Mellie: I honestly hope you are right.

Don't hope. Check.


Mellie: I appreciate your words and the fact that you inspire me to really think about things and research them.

I could not ask for more, thank you so much for sharing the discussion with me.



02-09-16 9:42  •  Precepts vs. Commandments


Bandicoot: I happen to be a Christian Universalist, but I personally believe that ALL religions are inspired by God, that He has made Himself available to all the people of the world. The various religions are all branches of the same tree. The fact that you can see these similarities, across every time and culture, shows that they all come to us from the One God Who is the source of ALL.

How do you figure they are branches of the same tree?


Bandicoot: I do believe that all religions teach the same values and lessons, there are even many similarities in the practices from one faith to the next.

That doesn't make them "branches of the same tree", or suggest that they are all inspired by the "One God Who is the source of ALL."

I have given this some thought and I cannot really go along with your contention that Buddhism teaches the "same values and lessons" as Christianity, or is similar enough to Christianity to assume that they have the same source, other than that they both came from humans.



Bandicoot: Its not just commonalities in terms of worship or belief in general, but also the morality, such as the way Buddhism focuses on living a good life so as to end suffering.

This in particular is quite dissimilar from Christianity. Christianity does not appear to focus on "living a good life to end suffering." From what I can tell, Christianity focuses on God over self, on living a life that is pleasing to God to show Him reverence. Not to mention accepting Jesus Christ as your personal savior to earn a ticket to the "good" afterlife. Or, as I sometimes call it, "Jesus or Burn."

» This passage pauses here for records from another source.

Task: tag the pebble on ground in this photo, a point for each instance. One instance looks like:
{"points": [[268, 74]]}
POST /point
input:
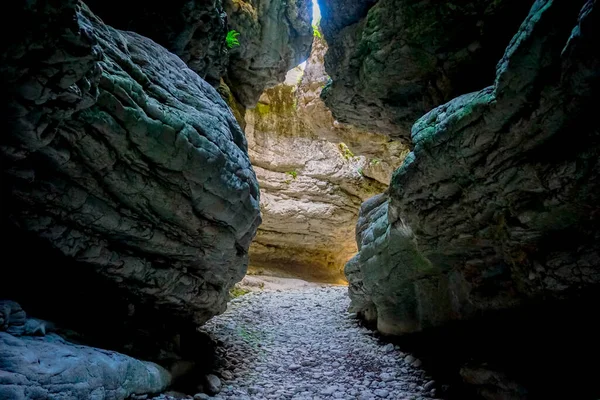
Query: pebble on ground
{"points": [[303, 344]]}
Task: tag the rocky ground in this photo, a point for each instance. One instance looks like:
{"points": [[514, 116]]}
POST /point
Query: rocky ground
{"points": [[302, 344]]}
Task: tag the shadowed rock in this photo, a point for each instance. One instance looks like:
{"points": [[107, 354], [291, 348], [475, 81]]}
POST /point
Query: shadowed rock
{"points": [[125, 161], [393, 60], [498, 203]]}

(Yes, I know you are a Universalist and that's not what you think, but that is the central tenet of Christianity for most other Christians, as far as I am able to discern.)



Bandicoot: For example, the Five Precepts in Buddhism are pretty much the "ethical" half of the 10 Commandments: (do not kill, steal, lie, be unchaste, or drink intoxicants - 4 out of those 5 are commandments in the Abrahamic faiths.)

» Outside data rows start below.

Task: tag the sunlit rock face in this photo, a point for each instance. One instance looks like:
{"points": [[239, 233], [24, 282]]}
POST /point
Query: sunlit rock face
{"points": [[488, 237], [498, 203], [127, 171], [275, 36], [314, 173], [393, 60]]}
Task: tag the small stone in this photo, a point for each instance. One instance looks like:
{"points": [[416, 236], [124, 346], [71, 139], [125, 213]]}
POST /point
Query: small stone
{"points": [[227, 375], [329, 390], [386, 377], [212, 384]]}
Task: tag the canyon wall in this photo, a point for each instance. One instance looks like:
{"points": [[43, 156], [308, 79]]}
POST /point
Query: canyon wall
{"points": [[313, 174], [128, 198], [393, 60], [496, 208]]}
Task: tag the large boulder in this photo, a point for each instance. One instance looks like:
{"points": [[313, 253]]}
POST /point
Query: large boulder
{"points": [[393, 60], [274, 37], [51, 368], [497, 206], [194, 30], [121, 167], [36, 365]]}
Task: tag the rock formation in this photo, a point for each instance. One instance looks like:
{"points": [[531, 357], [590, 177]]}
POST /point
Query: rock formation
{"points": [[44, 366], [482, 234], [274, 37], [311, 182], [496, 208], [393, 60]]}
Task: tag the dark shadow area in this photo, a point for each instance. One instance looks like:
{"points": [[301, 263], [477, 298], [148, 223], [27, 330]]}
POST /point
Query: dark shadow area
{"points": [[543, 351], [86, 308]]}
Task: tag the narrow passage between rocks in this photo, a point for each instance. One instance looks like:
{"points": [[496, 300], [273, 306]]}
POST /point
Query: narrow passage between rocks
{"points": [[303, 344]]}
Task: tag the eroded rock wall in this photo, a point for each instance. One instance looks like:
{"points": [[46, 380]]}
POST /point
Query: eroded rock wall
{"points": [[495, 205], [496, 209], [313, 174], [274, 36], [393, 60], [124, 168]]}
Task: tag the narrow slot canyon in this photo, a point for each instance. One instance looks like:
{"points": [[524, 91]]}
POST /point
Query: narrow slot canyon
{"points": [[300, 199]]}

That is so far from being the same I'm really surprised you are suggesting it. The Five Precepts are more different from the Ten Commandments than they are similar.

First of all, Buddhism does not posit a deity or dedicate forty percent of their list to proper reverence of a deity. This seems like a pretty big non-similarity.

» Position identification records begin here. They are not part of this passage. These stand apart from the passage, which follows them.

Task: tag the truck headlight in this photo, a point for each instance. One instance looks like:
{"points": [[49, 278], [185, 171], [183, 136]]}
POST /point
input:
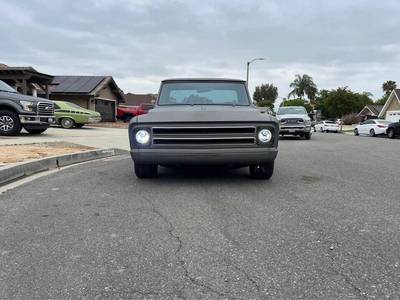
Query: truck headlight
{"points": [[27, 105], [142, 137], [264, 136]]}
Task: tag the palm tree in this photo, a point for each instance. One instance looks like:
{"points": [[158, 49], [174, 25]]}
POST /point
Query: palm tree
{"points": [[303, 85], [388, 86]]}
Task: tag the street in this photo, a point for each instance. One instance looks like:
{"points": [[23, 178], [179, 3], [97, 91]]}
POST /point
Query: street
{"points": [[325, 226]]}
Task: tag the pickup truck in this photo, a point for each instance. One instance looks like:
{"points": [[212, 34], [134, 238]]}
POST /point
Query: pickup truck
{"points": [[19, 111], [204, 122], [126, 113]]}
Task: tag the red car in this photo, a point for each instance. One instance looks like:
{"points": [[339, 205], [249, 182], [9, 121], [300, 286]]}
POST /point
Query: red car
{"points": [[126, 113]]}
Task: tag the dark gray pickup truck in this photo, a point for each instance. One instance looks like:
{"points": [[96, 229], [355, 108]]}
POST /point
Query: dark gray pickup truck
{"points": [[204, 122], [19, 111]]}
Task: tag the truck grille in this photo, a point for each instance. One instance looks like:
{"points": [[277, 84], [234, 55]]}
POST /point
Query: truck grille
{"points": [[45, 109], [212, 135]]}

Second of all, the Five Precepts are not commandments. They are simply advice. Only monks are required to take an oath to adhere to them. Outside of monastic communities they are not injunctions, they are just guidelines, with no presumed "divine" offense added on to their natural consequences. Failure to comply is not a sin.


Third of all, the specific way in which you have listed them seems like an attempt to blur their differences. Particularly with the first on your list, "do not kill."

The First Precept is: Refrain from destroying living creatures. This means, strive not to take any life at all, not of another human or even of an animal. (There is some difference of opinion of how this applies to insects, and most think killing plants is okay.) However this can also apply to practices that destroy life without even taking it...like torturing, enslavement, or even despoiling a natural habitat.

The Commandment is: You shall not kill.

Yet almost every Christian I have ever met has said that it doesn't really mean do not kill, it actually means, do not murder, because some kinds of killing are okay. Killing in self defense, killing in war, executions, etc. are considered to be outside of the "do not kill" mandate.

So, the difference between "refrain from destroying living creatures" and "don't kill people sometimes" is a pretty wide chasm.


The Second Precept is: Refrain from taking that which is not given.

The Commandment is: Do not steal.

Okay, so those are pretty similar.


Next, there is no precept or commandment that says "do not be unchaste."

The Third Precept is: Refrain from sexual misconduct.

The Commandment is: You shall not commit adultery.

"Adultery" seems pretty specific - sex outside marriage. "Sexual misconduct" is understood to represent a wide range of careless sexual practices which cause suffering, but it's definitely not a mandate against sex or on who to sleep with. Sexual practices that cause suffering could be rape, promiscuity, unfaithfulness, etc. However, if your spouse was aware that you were having sex with someone else and did not have a problem with it, adultery might not qualify as sexual misconduct. If the sex was coerced, even sex within marriage might qualify as sexual misconduct. It's a matter of using your own judgement to avoid causing pain.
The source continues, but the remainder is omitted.